The General Data Protection Regulation (GDPR) (Regulation (EU) 2016/679) is a regulation by which the European Parliament, the Council of the European Union and the European Commission intend to strengthen and unify data protection for all individuals within the European Union (EU).

Since May 2018 it has entered into force sanctions imposed to already effective and also new rules on personal data protection. The rules and policies for the protection of person in connection with proceeding their personal data, shall, without limitation to the citizenship of such person or place of living, shall respect their fundamental rights and freedoms, in particular, the right to protect their personal data. The GDPR shall contribute to improve an area of freedom, security and legality, the economic and social progress It shall also help to harmonize local economies within the common market and contribute to the good living conditions of the citizens. The proceeding of data shall serve to people.  The right for data protection is not an absolute right and shall be considered in connection with its role in the society and in compliance with the principle of proportionality. It shall be balanced with the other fundamental rights. This regulation respects all fundamental rights and also complies with the freedoms and other principles, established by the Chart, which are also stipulated in the Treaties. In particular: respect to the private and family life, protection of home, communication, personal data, freedom of thought, conscious, religion, speech, information, undertaking, right for a legal protection and a just legal process as well as the cultural and language variability. The current development creates a need for a firm and comprehensive framework of the data protection in the EU. This shall be based on effective legal enforcement. The final target is to establish trust and confidentiality, which shall contribute to the further development of the digital economy in the whole common market. The person shall have opportunity to control their personal data and shall be provided with an information, how are their data proceeded. Finally, the confidence of person, business entities and also public authorities shall be enforced.

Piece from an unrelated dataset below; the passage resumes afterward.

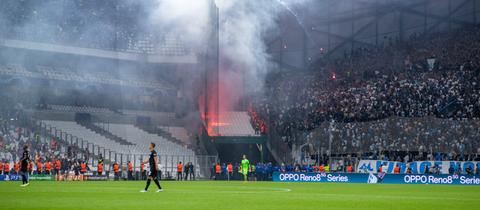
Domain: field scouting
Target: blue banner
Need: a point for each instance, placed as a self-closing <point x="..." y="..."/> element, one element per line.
<point x="11" y="177"/>
<point x="377" y="178"/>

This regulation applies on proceeding of personal data of physical persons. It adds new obligations to the system of current data protection and radically strengthens rules for data administration. The GDPR is obligatory for any subject, which administers or proceeds data. The term ”Personal data” is relatively comprehensive and includes i.e. technical data, such e-mail address, IP address, cookies and similar. Therefore, GDPR applies on the wide range of commercial entities, public authorities, municipalities or on the legal entities, established by them. GDPR is effective towards anyone, who proceeds personal data of EU citizen and gives them effective tools to protect themselves against unauthorized proceeding of their personal data.

GDPR imposes various obligations, but, on the other hand, (perhaps as a result of an alibism and a wish to create “emergency escape”), this regulation relates to the technical development, costs of implementation (technical, organizational) and relevant risks. This might mean, that GDPR is only general regulation and no changes would be necessary. However, this applies only to such entities, which already 100% comply with current data protection rules. But there is necessary to underline, that GDPR threats, in particular, with enormous sanctions and with potential legal proceedings. If GDPR obligations are applied, it would be clear, that any data proceeding is based on ethical principles and the subject undertook everything in the area of data protection.

It is also possible, that if even no policy on data protection were implemented, such infringement could remain undiscovered. However, it would be only good luck and rely on such is extremely risky.

There is also a reasonable risk of fight among business entities. GDPR may be misused for damaging competitor. Such situation may be accelerated with a notice to the Data protection authority from competitor, unsatisfied employee, customer, or even specialized blackmailers. To ignore GDPR is an improper solution. We recommend not even solve data protection, but also create a positive PR declaring compliance with GDPR obligations.